Cuenta de forma detallada el historiador británico Andrew Roberts que, en plena Segunda Guerra Mundial, Winston Churchill desayunaba de manera habitual dos o tres huevos fritos, acompañados con tostadas, lonjas de panceta y abundante whisky. En su descargo se puede aducir que en aquella época Europa estaba hecha escombros y los nazis bombardeaban Londres con saña. De todas formas no es una dieta muy recomendable, y no solo por el colesterol. En Uruguay también tuvimos mandatarios que supieron empinar el codo con entusiasmo, pero nunca se hizo de ello una cuestión pública de Estado, quizá porque los nazis ya habían sido derrotados varias décadas antes.

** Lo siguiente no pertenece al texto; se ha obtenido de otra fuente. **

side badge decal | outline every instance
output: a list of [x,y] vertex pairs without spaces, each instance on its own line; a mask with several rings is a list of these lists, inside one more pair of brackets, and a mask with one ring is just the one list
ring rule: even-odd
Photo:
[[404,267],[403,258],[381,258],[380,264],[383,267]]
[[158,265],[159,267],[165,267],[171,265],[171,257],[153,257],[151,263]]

Lo que sí debería salvaguardarse a toda costa es un espacio razonable y cuidado para el recogimiento personal, ese paréntesis en el que un mandatario se despoja de todo para vivir un instante de íntima plenitud. Una cosa es la privacidad y otra cosa es la intimidad, ese sitio o estado al que ya en el siglo XVII Francisco López de Úbeda bautizó primorosamente “el almario”, el lugar del alma. Tales ámbitos íntimos son necesarios en el espíritu de cualquier presidente, pues lo tonifican para continuar con la ingrata tarea de cerrar el almario propio y abrir algunos ajenos, que así es como se gobierna al fin y al cabo, se desayune whisky con panceta o galletitas con mermelada de arándanos.